For the brave few, the answer becomes, “A little more.”

And, in the best of people, “Anything.”

Tomorrow, I’ll shower with cell phone in hand.

Things I Know 24 of 365: We should say more

Only extremist messages can be fully conveyed in one sentence.

– Haim Harari, Physicist

The morning the 112th Congress convened, NPR’s Morning Edition aired a story on the evolution (or devolution) of the sound bite.

From 48 seconds in 1968 to the current standard of around 9 seconds, people of note are speaking to us in shorter and shorter spans.

When the issues we face are at their most complex, they are saying less.

We need them to say more.

Tonight, I had the opportunity to host #engchat, a weekly twitterchat concerning English education moderated by Meenoo Rami and Cindy Minnich.

I enjoyed the experience. It’s not often I get a dedicated hour of throwing questions up on twitter and watching thoughtful, creative English teachers from around the globe come up with answers.
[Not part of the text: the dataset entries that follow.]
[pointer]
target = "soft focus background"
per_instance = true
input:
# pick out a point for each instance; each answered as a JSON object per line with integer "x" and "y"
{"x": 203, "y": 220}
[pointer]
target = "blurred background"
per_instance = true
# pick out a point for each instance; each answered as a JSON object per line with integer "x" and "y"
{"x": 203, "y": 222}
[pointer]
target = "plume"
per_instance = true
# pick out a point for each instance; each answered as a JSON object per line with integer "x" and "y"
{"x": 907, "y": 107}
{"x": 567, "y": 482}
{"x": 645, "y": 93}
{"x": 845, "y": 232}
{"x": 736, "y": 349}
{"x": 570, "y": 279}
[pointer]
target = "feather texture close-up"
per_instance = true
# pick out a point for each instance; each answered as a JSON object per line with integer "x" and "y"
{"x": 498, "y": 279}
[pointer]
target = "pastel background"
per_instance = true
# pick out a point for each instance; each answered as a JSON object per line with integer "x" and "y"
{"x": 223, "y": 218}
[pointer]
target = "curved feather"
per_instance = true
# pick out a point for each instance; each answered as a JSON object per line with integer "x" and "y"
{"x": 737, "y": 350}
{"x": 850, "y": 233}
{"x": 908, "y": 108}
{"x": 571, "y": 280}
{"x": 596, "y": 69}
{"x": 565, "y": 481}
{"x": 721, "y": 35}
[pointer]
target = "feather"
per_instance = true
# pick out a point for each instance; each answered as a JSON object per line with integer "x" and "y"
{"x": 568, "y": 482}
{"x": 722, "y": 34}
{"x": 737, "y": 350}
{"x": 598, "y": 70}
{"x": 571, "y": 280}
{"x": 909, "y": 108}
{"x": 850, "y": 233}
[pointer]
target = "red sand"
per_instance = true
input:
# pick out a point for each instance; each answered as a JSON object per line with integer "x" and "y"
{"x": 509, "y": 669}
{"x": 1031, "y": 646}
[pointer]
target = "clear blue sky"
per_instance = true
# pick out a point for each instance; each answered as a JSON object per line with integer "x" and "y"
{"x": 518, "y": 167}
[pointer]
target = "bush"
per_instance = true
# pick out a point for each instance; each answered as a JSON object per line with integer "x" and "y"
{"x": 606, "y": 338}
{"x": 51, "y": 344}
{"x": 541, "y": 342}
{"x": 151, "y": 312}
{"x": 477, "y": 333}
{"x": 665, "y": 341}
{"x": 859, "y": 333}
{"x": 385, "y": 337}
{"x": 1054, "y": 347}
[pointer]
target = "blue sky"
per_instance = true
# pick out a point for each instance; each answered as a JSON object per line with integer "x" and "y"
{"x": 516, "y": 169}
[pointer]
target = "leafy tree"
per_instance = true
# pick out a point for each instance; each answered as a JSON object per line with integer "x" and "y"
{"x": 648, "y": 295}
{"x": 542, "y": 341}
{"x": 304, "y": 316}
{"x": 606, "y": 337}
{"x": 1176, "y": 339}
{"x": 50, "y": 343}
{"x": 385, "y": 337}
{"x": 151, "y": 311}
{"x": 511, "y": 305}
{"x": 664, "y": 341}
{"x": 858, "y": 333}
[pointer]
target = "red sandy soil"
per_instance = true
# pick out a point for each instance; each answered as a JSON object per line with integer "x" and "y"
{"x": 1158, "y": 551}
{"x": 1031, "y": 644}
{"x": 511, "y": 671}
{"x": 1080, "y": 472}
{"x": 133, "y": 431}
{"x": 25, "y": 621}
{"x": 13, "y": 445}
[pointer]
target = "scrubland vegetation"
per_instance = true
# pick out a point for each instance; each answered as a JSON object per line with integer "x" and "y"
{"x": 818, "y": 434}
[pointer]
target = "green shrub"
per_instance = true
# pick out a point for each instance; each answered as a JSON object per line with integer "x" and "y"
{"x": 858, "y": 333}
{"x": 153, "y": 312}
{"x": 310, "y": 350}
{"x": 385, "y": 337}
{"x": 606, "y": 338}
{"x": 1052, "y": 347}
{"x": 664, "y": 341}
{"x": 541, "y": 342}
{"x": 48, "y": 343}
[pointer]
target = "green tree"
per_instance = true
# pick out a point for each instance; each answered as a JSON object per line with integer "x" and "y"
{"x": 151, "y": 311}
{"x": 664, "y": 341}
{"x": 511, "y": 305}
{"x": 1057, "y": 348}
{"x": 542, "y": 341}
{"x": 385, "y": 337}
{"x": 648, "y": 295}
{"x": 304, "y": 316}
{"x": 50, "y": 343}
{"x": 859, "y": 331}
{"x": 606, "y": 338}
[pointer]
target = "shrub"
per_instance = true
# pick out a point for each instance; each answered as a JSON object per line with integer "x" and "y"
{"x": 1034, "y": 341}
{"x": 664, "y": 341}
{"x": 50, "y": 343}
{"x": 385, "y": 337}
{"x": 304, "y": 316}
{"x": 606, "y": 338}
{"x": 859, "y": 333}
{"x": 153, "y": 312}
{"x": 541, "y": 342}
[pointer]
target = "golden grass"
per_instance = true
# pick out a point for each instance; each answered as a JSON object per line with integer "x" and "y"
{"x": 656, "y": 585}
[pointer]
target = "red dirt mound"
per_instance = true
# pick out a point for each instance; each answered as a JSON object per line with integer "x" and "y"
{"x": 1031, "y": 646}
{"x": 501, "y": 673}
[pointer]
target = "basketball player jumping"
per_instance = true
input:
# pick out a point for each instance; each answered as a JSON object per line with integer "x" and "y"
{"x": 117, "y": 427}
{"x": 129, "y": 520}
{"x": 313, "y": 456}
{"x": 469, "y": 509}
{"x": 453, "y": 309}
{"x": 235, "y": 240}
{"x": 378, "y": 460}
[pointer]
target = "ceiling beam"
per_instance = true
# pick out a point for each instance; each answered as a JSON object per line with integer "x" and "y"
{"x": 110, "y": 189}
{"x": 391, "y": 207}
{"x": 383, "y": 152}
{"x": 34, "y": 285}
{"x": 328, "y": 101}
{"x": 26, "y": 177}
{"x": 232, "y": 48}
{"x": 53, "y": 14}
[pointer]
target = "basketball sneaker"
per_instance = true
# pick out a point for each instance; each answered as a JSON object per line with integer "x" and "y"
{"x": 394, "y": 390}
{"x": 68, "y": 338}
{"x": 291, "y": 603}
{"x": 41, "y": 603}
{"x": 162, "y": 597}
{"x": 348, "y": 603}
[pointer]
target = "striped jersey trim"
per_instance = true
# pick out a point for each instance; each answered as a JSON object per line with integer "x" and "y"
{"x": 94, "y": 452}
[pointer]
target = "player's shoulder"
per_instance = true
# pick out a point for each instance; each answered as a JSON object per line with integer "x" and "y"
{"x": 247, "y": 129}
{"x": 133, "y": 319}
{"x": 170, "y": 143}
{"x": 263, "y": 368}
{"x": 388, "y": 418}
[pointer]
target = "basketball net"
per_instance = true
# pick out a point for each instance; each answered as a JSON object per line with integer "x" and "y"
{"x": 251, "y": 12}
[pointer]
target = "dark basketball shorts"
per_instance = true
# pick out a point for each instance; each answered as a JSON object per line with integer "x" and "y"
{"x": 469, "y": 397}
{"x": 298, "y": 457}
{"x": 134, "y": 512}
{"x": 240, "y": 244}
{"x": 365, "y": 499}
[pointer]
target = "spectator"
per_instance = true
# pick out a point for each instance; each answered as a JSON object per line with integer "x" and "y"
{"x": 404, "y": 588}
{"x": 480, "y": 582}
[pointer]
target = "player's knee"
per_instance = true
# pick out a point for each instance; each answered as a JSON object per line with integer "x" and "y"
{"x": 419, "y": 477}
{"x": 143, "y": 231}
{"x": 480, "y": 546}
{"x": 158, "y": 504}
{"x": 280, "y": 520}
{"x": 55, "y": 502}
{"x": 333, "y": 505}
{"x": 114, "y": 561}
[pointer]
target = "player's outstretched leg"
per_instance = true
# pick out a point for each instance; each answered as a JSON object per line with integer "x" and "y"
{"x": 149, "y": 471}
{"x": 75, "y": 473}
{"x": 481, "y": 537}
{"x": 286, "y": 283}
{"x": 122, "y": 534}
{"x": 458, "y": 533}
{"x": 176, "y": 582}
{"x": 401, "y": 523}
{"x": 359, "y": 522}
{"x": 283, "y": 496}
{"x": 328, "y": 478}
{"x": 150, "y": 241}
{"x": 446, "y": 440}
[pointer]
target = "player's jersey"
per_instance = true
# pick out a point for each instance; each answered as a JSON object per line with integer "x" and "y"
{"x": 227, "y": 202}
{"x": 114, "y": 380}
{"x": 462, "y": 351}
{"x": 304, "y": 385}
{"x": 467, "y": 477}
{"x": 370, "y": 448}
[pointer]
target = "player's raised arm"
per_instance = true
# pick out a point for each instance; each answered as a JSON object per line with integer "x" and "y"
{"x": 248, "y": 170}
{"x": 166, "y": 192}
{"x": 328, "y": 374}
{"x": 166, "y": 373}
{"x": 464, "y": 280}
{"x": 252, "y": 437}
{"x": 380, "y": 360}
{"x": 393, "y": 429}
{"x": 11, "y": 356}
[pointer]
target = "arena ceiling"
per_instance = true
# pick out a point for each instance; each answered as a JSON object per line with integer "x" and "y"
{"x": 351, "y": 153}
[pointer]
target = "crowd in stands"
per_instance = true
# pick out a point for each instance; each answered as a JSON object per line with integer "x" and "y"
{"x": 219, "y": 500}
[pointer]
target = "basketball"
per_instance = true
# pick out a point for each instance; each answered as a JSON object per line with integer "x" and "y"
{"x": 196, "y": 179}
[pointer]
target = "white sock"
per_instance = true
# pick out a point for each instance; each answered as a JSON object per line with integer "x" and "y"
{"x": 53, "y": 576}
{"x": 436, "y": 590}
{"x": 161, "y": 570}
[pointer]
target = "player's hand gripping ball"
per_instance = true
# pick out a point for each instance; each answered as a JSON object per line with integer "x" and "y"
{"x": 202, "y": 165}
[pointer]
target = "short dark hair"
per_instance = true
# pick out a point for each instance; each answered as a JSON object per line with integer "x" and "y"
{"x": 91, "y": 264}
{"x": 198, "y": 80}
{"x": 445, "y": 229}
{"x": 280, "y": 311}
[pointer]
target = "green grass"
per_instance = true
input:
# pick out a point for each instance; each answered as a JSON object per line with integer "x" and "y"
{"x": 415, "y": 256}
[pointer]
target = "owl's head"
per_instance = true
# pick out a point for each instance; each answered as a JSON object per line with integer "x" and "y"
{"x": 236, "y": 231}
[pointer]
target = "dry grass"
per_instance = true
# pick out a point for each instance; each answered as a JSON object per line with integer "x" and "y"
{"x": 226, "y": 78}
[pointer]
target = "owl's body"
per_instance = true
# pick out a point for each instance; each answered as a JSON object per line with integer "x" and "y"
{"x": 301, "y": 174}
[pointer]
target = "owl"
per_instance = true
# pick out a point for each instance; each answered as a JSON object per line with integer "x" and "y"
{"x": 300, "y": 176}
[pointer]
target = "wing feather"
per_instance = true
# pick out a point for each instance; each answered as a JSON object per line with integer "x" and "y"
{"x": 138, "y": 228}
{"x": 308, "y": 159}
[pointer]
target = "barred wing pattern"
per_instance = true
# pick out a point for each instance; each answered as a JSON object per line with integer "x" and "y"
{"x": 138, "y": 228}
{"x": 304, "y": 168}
At the same time, there were moments I felt the space confining or frustrating. This is not at all a criticism of #engchat – more a criticism of sound bites.

Several times, someone would share a creative lesson or project they’d completed with their students and I was intrigued.

“Where can I read more about it?” I asked.

With a few exceptions, teachers admitted their ideas lived in their heads or on their hard drives. I was bummed.

I want my colleagues to be writing about the lessons in their classrooms that work, sharing their reflections on practice and offering up suggestions for anyone who might wander down the same path after them.

I need more than a sound bite.

Sound bites infest my students’ writing from time to time as well.

Rather than pausing to present their reasoning in its entirety with examples and facts and evidence, they settle for the drive-by argument. Making the point overpowers the need to prove the point.

Tweets and sound bites are entrances to the conversations about the big ideas. They are not, as luck would have it, the actual big ideas.

If it takes you 9 seconds or 140 characters to prove your point, you should probably be examining either your proof or your point.